Absent major advances, the endgame of the pandemic seems increasingly apparent. Stamping out COVID-19 entirely at this stage is likely to be a fruitless endeavor. The presence of breakthrough cases, carriage by vaccinated individuals and waning efficacy, especially against mild infections, raises a question of whether any plausible threshold of vaccination would lead to eradication of disease. Even Australia and New Zealand, among the countries best poised to potentially accomplish this lofty goal, have recently abandoned this endeavor.7,8
Rather, experts increasingly seem to be leaning toward a more likely scenario, that of endemicity—defanging COVID-19 through a combination of natural immunity and vaccinations. In this scenario, COVID-19 continues to circulate, still causing cases, but with progressively more mild illness that accords more closely with viruses that society accepts as a normal risk. In essence, it becomes yet another coronavirus that causes the common cold. In this scenario, the pandemic ends not with a bang but a whimper, a broad societal acquiescence to the virus. This has, after all, been the precise course of prior viral pandemics.

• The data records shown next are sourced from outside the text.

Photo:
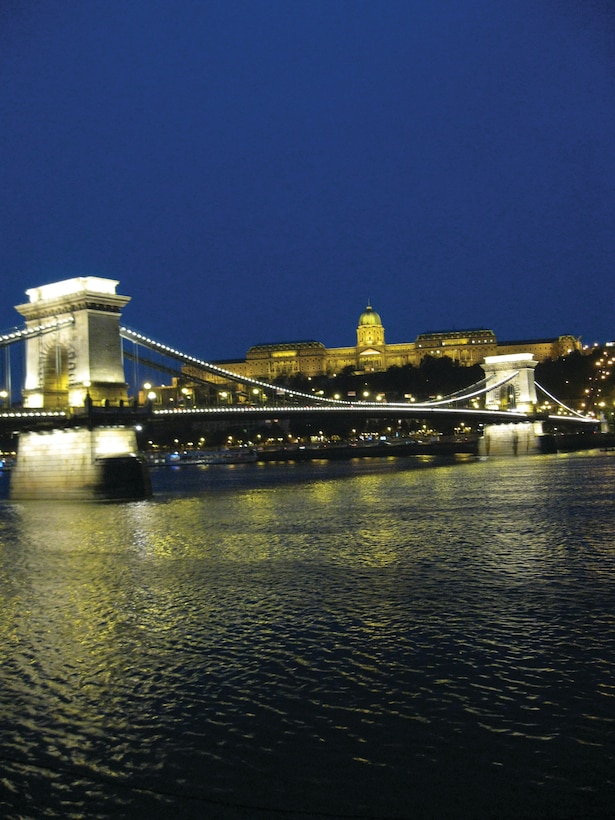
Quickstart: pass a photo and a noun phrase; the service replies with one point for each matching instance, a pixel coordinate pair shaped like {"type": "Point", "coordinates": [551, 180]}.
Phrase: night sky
{"type": "Point", "coordinates": [256, 171]}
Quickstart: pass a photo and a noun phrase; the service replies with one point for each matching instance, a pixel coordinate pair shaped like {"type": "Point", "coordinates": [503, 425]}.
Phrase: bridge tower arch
{"type": "Point", "coordinates": [81, 357]}
{"type": "Point", "coordinates": [510, 386]}
{"type": "Point", "coordinates": [518, 392]}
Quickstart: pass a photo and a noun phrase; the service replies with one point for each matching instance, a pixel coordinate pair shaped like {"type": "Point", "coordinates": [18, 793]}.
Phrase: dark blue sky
{"type": "Point", "coordinates": [257, 170]}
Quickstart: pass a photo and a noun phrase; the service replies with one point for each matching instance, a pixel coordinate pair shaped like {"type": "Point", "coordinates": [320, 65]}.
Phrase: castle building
{"type": "Point", "coordinates": [371, 353]}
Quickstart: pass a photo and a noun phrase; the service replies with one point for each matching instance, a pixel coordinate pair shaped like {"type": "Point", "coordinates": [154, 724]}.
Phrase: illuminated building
{"type": "Point", "coordinates": [371, 353]}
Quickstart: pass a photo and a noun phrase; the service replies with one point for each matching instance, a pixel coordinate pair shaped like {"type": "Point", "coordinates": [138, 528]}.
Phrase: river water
{"type": "Point", "coordinates": [406, 638]}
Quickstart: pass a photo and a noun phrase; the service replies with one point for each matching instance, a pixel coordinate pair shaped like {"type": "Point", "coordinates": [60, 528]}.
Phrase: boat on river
{"type": "Point", "coordinates": [224, 455]}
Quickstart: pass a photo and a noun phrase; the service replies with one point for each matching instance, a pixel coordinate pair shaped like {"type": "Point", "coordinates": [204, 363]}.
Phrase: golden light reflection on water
{"type": "Point", "coordinates": [308, 631]}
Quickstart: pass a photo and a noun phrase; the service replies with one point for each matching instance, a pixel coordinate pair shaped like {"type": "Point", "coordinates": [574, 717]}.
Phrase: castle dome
{"type": "Point", "coordinates": [369, 317]}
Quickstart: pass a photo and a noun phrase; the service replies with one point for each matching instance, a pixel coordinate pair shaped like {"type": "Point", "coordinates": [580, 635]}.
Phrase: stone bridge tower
{"type": "Point", "coordinates": [83, 356]}
{"type": "Point", "coordinates": [76, 366]}
{"type": "Point", "coordinates": [516, 394]}
{"type": "Point", "coordinates": [519, 392]}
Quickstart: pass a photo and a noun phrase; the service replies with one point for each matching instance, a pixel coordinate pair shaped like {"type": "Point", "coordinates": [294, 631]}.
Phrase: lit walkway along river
{"type": "Point", "coordinates": [365, 639]}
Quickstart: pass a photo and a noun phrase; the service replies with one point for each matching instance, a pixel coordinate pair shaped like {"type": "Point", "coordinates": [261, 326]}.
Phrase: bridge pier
{"type": "Point", "coordinates": [79, 464]}
{"type": "Point", "coordinates": [515, 439]}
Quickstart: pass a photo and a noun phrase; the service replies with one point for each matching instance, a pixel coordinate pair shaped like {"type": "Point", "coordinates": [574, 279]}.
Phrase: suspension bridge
{"type": "Point", "coordinates": [82, 377]}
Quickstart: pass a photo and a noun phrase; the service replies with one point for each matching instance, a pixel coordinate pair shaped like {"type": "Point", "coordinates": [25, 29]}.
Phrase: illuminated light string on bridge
{"type": "Point", "coordinates": [461, 395]}
{"type": "Point", "coordinates": [24, 333]}
{"type": "Point", "coordinates": [561, 403]}
{"type": "Point", "coordinates": [132, 335]}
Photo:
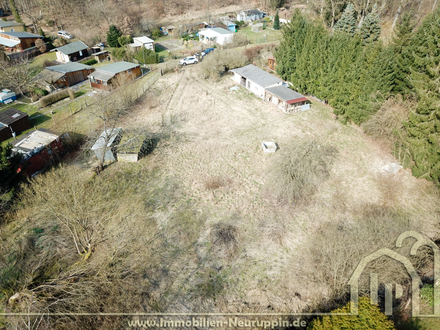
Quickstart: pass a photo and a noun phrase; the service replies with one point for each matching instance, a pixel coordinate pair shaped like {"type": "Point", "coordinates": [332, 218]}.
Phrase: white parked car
{"type": "Point", "coordinates": [188, 60]}
{"type": "Point", "coordinates": [65, 35]}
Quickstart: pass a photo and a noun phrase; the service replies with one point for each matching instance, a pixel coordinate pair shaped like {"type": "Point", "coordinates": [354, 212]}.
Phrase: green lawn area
{"type": "Point", "coordinates": [264, 36]}
{"type": "Point", "coordinates": [37, 63]}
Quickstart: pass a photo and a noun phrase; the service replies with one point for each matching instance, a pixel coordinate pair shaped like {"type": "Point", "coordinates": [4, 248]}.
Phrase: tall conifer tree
{"type": "Point", "coordinates": [347, 22]}
{"type": "Point", "coordinates": [370, 29]}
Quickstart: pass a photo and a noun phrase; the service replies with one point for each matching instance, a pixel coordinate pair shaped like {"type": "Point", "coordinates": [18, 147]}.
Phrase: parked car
{"type": "Point", "coordinates": [188, 60]}
{"type": "Point", "coordinates": [207, 51]}
{"type": "Point", "coordinates": [65, 35]}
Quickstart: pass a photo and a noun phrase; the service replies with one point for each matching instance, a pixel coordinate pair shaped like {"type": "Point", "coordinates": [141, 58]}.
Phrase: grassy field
{"type": "Point", "coordinates": [197, 226]}
{"type": "Point", "coordinates": [264, 36]}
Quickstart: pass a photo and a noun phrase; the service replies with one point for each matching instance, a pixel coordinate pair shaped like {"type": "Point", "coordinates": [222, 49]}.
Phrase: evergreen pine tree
{"type": "Point", "coordinates": [403, 56]}
{"type": "Point", "coordinates": [423, 126]}
{"type": "Point", "coordinates": [291, 45]}
{"type": "Point", "coordinates": [370, 29]}
{"type": "Point", "coordinates": [347, 22]}
{"type": "Point", "coordinates": [276, 22]}
{"type": "Point", "coordinates": [15, 11]}
{"type": "Point", "coordinates": [112, 36]}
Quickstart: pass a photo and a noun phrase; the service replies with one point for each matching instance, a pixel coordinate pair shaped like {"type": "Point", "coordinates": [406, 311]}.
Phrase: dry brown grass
{"type": "Point", "coordinates": [188, 247]}
{"type": "Point", "coordinates": [300, 169]}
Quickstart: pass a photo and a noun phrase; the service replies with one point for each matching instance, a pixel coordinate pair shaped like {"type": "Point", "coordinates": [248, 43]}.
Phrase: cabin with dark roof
{"type": "Point", "coordinates": [72, 52]}
{"type": "Point", "coordinates": [63, 75]}
{"type": "Point", "coordinates": [13, 122]}
{"type": "Point", "coordinates": [39, 149]}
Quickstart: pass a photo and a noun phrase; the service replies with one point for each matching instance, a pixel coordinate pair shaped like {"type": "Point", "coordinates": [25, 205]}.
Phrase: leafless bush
{"type": "Point", "coordinates": [225, 240]}
{"type": "Point", "coordinates": [47, 63]}
{"type": "Point", "coordinates": [334, 250]}
{"type": "Point", "coordinates": [252, 52]}
{"type": "Point", "coordinates": [213, 183]}
{"type": "Point", "coordinates": [213, 66]}
{"type": "Point", "coordinates": [387, 124]}
{"type": "Point", "coordinates": [237, 41]}
{"type": "Point", "coordinates": [300, 169]}
{"type": "Point", "coordinates": [389, 118]}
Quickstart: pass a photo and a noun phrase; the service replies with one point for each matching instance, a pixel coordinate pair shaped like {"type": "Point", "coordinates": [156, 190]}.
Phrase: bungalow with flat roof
{"type": "Point", "coordinates": [72, 52]}
{"type": "Point", "coordinates": [113, 75]}
{"type": "Point", "coordinates": [216, 35]}
{"type": "Point", "coordinates": [18, 41]}
{"type": "Point", "coordinates": [139, 42]}
{"type": "Point", "coordinates": [230, 25]}
{"type": "Point", "coordinates": [39, 149]}
{"type": "Point", "coordinates": [63, 75]}
{"type": "Point", "coordinates": [270, 88]}
{"type": "Point", "coordinates": [13, 122]}
{"type": "Point", "coordinates": [250, 15]}
{"type": "Point", "coordinates": [10, 26]}
{"type": "Point", "coordinates": [255, 79]}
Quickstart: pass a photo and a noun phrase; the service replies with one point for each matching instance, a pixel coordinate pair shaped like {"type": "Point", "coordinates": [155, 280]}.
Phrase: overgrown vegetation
{"type": "Point", "coordinates": [300, 169]}
{"type": "Point", "coordinates": [370, 318]}
{"type": "Point", "coordinates": [356, 73]}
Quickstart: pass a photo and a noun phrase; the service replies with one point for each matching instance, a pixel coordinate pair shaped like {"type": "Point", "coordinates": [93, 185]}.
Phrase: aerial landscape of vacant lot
{"type": "Point", "coordinates": [254, 164]}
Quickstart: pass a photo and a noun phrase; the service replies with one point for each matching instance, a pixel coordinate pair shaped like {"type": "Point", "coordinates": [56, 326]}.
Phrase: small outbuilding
{"type": "Point", "coordinates": [113, 137]}
{"type": "Point", "coordinates": [139, 42]}
{"type": "Point", "coordinates": [11, 26]}
{"type": "Point", "coordinates": [231, 26]}
{"type": "Point", "coordinates": [72, 52]}
{"type": "Point", "coordinates": [39, 148]}
{"type": "Point", "coordinates": [101, 56]}
{"type": "Point", "coordinates": [216, 35]}
{"type": "Point", "coordinates": [113, 75]}
{"type": "Point", "coordinates": [12, 123]}
{"type": "Point", "coordinates": [286, 99]}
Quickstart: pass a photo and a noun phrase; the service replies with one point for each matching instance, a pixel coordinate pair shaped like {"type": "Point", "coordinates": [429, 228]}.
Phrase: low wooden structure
{"type": "Point", "coordinates": [286, 99]}
{"type": "Point", "coordinates": [101, 56]}
{"type": "Point", "coordinates": [114, 75]}
{"type": "Point", "coordinates": [63, 75]}
{"type": "Point", "coordinates": [13, 122]}
{"type": "Point", "coordinates": [11, 26]}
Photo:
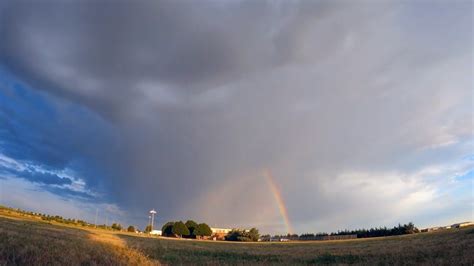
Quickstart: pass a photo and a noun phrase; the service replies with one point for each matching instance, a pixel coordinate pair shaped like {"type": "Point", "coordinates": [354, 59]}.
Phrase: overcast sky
{"type": "Point", "coordinates": [361, 110]}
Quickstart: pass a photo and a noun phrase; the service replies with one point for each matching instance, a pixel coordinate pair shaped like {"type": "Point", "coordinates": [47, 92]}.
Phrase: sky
{"type": "Point", "coordinates": [288, 116]}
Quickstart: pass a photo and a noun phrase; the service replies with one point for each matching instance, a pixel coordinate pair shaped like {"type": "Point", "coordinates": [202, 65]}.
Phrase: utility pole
{"type": "Point", "coordinates": [152, 212]}
{"type": "Point", "coordinates": [96, 213]}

Justice Potter Stewart is oft quoted as saying of pornography, “I know it when I see it.”9 This is the way it is likely to go with the end of the pandemic. There will be no banners flying in the street, no parade, no V-J Day in Times Square moments. Rather, it will end with a critical mass of small lurches toward normalcy, made by each and every one of us, one small decision at a time. And eventually, enough of these small decisions will look just close enough to normal that it essentially will be. Each of us will do the risk calculi in our head and decide the benefits of normalcy outweigh the risks of the virus.
This fall, I sent my son to school.
Ethan Craig, MD, MHS, is an assistant professor of clinical medicine with the Division of Rheumatology at the University of Pennsylvania, Philadelphia, and a rheumatologist at the Corporal Michael J. Crescenz VA Medical Center.
References
- Grose J. Why COVID has broken parents’ sense of risk. 2021 Sep 15. The New York Times.
- Micromort. Wikipedia.
- Estimated flu-related illnesses, medical visits, hospitalizations, and deaths in the United States—2018–2019 flu season. Centers for Disease Control and Prevention. Last reviewed: 2021 Sep 21.
- Roberts DC. Putting the risk of COVID-19 in perspective. The New York Times. 2020 Jun 3.
- COVID-19 vaccine breakthrough case investigation and reporting. Centers for Disease Control and Prevention. Last reviewed: 2021 Oct 15.
- Oguwole SU, Rabe MA, Roberts AW, Caplan Z. U.S. adult population grew faster than nation’s total population from 2010 to 2020. United States Census Bureau. 2021 Aug 12.
- Australia is ending its zero-COVID strategy. The Economist. 2021 Aug 28.
- Frost N. Battling Delta, New Zealand abandons its zero-COVID ambitions. The New York Times. 2021 Oct 16.
- Jacobellis v. Ohio. 378 US 184 (1964).
Editor’s note: Dr. Philip Seo is taking a writing break this month, and Dr. Ethan Craig, associate editor, stepped in to fill the void. Dr. Seo will be back next month.